Schematic illustration of (A) Photograph of a normal mitral valve seen from the left atrium (as seen by a surgeon).

Figure 34.2 (A) Photograph of a normal mitral valve seen from the left atrium (as seen by a surgeon). (B) Both leaflets are divided into three scallops according to the classification by Carpentier et al. [9]. Source: [16], Séguéla, et.al., (2011). Reproduced with permission from Elsevier.
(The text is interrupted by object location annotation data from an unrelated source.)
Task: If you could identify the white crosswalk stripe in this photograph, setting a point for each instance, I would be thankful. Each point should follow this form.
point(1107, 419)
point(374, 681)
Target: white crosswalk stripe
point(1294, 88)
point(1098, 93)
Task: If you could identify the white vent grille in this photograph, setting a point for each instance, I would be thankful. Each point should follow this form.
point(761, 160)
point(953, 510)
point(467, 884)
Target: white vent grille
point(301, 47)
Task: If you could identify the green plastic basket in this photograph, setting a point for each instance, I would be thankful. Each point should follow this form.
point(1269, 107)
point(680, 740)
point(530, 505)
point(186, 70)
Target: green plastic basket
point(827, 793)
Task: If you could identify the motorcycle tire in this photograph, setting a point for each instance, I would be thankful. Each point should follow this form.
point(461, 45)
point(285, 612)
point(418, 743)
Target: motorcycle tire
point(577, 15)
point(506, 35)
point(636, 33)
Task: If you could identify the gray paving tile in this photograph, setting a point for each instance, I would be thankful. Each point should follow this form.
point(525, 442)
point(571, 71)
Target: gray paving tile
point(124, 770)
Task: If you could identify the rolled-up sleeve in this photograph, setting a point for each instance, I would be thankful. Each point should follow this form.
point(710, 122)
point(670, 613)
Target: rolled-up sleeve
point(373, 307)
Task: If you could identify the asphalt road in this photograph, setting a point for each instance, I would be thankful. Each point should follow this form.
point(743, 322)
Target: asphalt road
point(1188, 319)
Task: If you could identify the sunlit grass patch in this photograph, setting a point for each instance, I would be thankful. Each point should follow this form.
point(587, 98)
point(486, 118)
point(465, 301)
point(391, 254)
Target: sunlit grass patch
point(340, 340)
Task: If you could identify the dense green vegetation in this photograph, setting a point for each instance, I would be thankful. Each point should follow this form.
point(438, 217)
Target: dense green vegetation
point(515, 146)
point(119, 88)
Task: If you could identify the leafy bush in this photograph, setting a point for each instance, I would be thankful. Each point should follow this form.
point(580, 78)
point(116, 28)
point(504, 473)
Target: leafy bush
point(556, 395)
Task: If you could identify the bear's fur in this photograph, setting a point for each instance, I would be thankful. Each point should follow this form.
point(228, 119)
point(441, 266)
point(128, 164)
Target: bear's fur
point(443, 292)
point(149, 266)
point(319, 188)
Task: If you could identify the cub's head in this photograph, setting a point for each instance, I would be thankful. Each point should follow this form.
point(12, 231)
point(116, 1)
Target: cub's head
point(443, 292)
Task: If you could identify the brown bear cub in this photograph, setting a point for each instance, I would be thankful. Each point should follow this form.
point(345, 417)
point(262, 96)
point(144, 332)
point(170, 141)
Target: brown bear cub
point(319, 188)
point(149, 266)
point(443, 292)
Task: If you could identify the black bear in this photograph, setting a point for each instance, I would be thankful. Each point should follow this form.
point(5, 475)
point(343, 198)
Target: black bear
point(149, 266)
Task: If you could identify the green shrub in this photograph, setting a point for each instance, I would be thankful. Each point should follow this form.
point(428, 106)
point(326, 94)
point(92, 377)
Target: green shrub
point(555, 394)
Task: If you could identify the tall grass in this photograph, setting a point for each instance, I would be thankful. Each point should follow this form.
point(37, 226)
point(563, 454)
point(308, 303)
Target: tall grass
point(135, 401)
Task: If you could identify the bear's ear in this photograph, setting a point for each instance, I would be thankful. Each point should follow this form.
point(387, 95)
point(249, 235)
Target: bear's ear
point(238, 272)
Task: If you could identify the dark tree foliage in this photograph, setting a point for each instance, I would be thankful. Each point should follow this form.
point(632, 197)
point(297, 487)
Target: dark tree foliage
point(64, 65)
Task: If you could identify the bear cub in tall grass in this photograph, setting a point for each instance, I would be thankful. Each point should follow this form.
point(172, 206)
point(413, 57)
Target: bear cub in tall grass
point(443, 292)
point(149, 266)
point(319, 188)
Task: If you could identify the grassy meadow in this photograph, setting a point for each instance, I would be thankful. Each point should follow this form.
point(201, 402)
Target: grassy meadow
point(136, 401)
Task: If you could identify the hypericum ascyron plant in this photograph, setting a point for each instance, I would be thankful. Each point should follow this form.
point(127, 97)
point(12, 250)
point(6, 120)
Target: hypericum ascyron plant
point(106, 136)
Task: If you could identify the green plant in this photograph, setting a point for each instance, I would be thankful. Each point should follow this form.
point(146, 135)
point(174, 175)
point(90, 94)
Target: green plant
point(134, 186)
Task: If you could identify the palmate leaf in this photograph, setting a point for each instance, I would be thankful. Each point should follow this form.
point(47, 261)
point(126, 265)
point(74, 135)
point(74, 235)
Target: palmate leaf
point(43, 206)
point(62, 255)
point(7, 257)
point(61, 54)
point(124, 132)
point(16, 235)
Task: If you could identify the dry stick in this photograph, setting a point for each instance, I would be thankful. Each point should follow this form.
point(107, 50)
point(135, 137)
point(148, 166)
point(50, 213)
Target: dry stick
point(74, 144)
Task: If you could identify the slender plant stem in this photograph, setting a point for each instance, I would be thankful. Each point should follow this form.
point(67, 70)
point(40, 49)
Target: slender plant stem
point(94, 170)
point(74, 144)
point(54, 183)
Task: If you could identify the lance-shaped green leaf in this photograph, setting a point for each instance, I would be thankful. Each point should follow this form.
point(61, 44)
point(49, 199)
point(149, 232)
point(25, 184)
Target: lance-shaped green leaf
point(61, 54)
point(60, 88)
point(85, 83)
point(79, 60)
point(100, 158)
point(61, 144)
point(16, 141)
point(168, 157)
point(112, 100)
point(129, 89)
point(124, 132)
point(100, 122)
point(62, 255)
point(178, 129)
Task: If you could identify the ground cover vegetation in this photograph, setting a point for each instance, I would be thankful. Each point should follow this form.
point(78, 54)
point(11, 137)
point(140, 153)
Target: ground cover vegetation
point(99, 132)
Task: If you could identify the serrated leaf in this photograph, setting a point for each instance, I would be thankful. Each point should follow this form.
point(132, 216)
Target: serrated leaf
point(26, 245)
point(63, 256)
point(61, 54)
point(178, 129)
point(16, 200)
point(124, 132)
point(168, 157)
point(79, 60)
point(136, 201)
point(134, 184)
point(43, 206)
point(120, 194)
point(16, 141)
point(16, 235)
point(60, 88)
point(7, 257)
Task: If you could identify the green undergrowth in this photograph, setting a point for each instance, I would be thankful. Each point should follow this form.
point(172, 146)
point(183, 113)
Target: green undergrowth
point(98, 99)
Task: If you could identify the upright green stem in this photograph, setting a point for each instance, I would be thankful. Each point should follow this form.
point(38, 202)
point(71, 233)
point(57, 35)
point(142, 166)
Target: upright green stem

The leaflets attach to the papillary muscles via thin fibrous structures called chordae tendineae, which can be subdivided into first‐order, second‐order, and third‐order chordae. First‐order chordae attach to the rough zone of leaflets, while second‐order chordae insert onto the ventricular surface of each leaflet several millimeters from the free edge. This positioning allows second‐order chordae to reduce stress on the leaflet and prevent the central portion from billowing during systole. Third‐order chordae are sometimes muscular attachments that insert along the base of the leaflet and attach to the ventricular wall. They are more commonly found along the posterior leaflet. Although this three‐order classification system, which was originally coined by Tandler [17], remains the most common way to represent chordae, some prefer to classify chordae based on their attachments to the anatomic subdivisions of the valve, dividing chordae into rough zone chordae, cleft chordae, basal chordae, and commissural chordae (Figure 34.3) [18].


The chordae attach to two distinct papillary muscles, which attach to the anterolateral and posterior medial aspects of the left ventricular wall and lie beneath the corresponding commissures. At the commissures, first‐order chordal attachments from both the anterior and posterior leaflets attach to the single papillary muscle corresponding with that commissure (Figure 34.4) [15]. This relationship is important to note, as it defines the commissures in patients with complex valvar abnormalities such as mitral “clefts,” which can be difficult to distinguish from commissures.

Schematic illustration of classification of true chordae tendineae of the mitral valve.

Figure 34.3 Classification of true chordae tendineae of the mitral valve. Source: Yoshimura et al. 1999 / with permission of Elsevier.

Schematic illustration of anatomic photograph of a normal mitral complex with its two papillary muscles connected to the leaflets by chordae tendinae.

Figure 34.4 Anatomic photograph of a normal mitral complex with its two papillary muscles connected to the leaflets by chordae tendinae. The aortic valve is in direct continuity with the anterior leaflet of the mitral valve. LV, left ventricle; PM, papillary muscle. Source: [16], Séguéla, et.al., (2011). Reproduced with permission from Elsevier.


As for vascular supply, the posterior medial papillary muscle is supplied by branches of the posterior descending coronary artery, the anterolateral papillary muscle by branches of the circumflex coronary artery, and leaflets and chordae by diffusion from blood in the ventricular cavity. The proper function of the mitral valve depends on the integrity of all these components, in addition to the supravalvar region and performance of the left ventricle.


Mitral Valve Pathology, Classification, and Analysis


Etiology of mitral valve dysfunction includes congenital malformations and acquired disease. Although similar pathologic findings may be present in acquired forms of mitral valve disease, this chapter will focus primarily on congenital malformations, namely congenital mitral valve stenosis and insufficiency. Moreover, it will focus on mitral valve disease associated with an adequate‐sized left ventricle, as conditions involving left ventricle hypoplasia are covered separately in Chapter 32.


Regardless of etiology, mitral valve pathology is best understood by segmental analysis according to anatomic location: supravalvar region, annulus, leaflets, and subvalvar apparatus. Combinations of lesions at multiple levels can be grouped into common constellations of mitral valve pathology, as described below. Components of leaflet, annular, and subvalvar pathology can contribute to either stenosis or insufficiency, while supravalvar pathology is mostly associated with stenosis (Table 34.1). It is important to remember that up to 70% of patients with mitral valve disease will have concomitant abnormalities of left heart structures that may need to be addressed [19]. It should also be noted that most congenital anomalies of the mitral valve will have elements of both stenosis and insufficiency.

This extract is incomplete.